From Steve Yegge's famous Rant about Google not understanding platforms:

    So one day Jeff Bezos issued a mandate. He's doing
    that all the time, of course, and people scramble like
    ants being pounded with a rubber mallet whenever it 
    happens. But on one occasion -- back around 2002 I 
    think, plus or minus a year -- he issued a mandate that
    was so out there, so huge and eye-bulgingly ponderous, 
    that it made all of his other mandates look like 
    unsolicited peer bonuses.

    His Big Mandate went something along these lines:

    All teams will henceforth expose their data and
    functionality through service interfaces.

    Teams must communicate with each other through these
    interfaces.

    There will be no other form of interprocess
    communication allowed: no direct linking, no direct     
    reads of another team's data store, no shared-memory 
    model, no back-doors whatsoever. The only communication 
    allowed is via service interface calls over the 
    network.

    It doesn't matter what technology they use. HTTP,
    Corba, Pubsub, custom protocols -- doesn't matter. 
    Bezos doesn't care.

    All service interfaces, without exception, must be
    designed from the ground up to be externalizable.
    That is to say, the team must plan and design to be 
    able to expose the interface to developers in the 
    outside world. No exceptions.

   Anyone who doesn't do this will be fired.
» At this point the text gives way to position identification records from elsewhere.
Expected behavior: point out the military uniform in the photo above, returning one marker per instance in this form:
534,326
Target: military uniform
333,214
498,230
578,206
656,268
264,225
   Thank you; have a nice day!
I think about that a lot when designing any system, machine- or human-centered, that needs to communicate with a disparate group of entities. Encapsulate the implementation details to those who are closest to the actual information and have enough power to take action, and make the contact interfaces very explicit. This alone will get you 85% of a functional system. The rest is just selecting actors in your system that know how to cooperate and understands these boundaries.